Appendix D — Chapter 2 Practice

Click here to download this chapter as a Jupyter (.ipynb) file.

The code below loads pandas and numpy and reads two datasets into DataFrames. The first DataFrame, store, describes retail sales for a business. Each row of the dataset represents one product on one order. An order that included multiple products will have multiple rows, each with the same order ID but a different product ID. Now that we have covered grouping in pandas we have the tools to group the rows by order ID so that we can calculate various statistics related to orders.

The boxscores DataFrame is the box score data from the 2023-24 NBA season. Each row represents a player-game, that is, one player’s statistics in one game. Grouping will also help us gain more insight from this dataset, as we can now look at statistics by player, by team, or by game for various time periods.

import pandas as pd
import numpy as np

# Import the store data
store = pd.read_csv("https://neuronjolt.com/data/superstore.csv")
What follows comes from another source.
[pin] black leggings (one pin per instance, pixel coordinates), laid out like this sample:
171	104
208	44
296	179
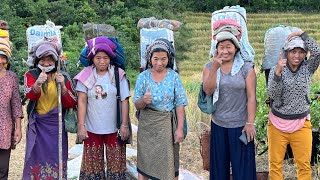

# Convert the Order Date column in the store date to a datetime type
store['Order Date'] = pd.to_datetime(store['Order Date'])

# Import the NBA boxscore data
url = "https://neuronjolt.com/data/nba_bs_2023-24_season_cleaned.csv"
boxscores = pd.read_csv(url)

# Convert the date column in the box score data to a datetime type
boxscores['date'] = pd.to_datetime(boxscores['date'], format = '%Y%m%d')

D.1 Practice Exercise 2-1

How many orders are there in the store DataFrame?

D.2 Practice Exercise 2-2

What is the date range of the orders in the store DataFrame?

D.3 Practice Exercise 2-3

Add a column to the boxscores DataFrame that shows the rank of the player-game according to points scored, with the highest points having rank 1. Use the min ranking method so that all player-games with the same number of points have the same rank, and that rank is the minimum rank of the group.

Then, use nsmallest() to show date, player, points, and points rank for the player-games ranked in the top 5.

D.4 Practice Exercise 2-4

Show date, player, points, rebounds, assists, and steals for player-games that rank in the top 10 (using the ‘min’ ranking method) for assists. Sort by assists in descending order.

D.5 Practice Exercise 2-5

The transform() method of a GroupBy object creates the result of an aggregating function for every row of the input DataFrame. Use assign() to add a temporary column to the boxscores DataFrame that has the player’s total points scored for the season. Then, show player, date, pts, and the total points column for 5 randomly-selected games by L. James (LeBron James).

D.6 Practice Exercise 2-6

Create a new column in the boxscores DataFrame named superstar. Put ‘yes’ in this column for any player ranked in the top 5 (by ‘min’ ranking method) for season total points or assists. Next, display player name and superstar status for all the superstars.

D.7 Practice Exercise 2-7

Calculate the total sales per month, in chronological order of months.

D.8 Practice Exercise 2-8

Who are the top 10 customers by total sales?

D.9 Practice Exercise 2-9

Using the box scores data, show the top 10 scoring performances (player-games) in December. Show only the date, player, and points scored. If there is a tie for tenth highest, keep all the ties.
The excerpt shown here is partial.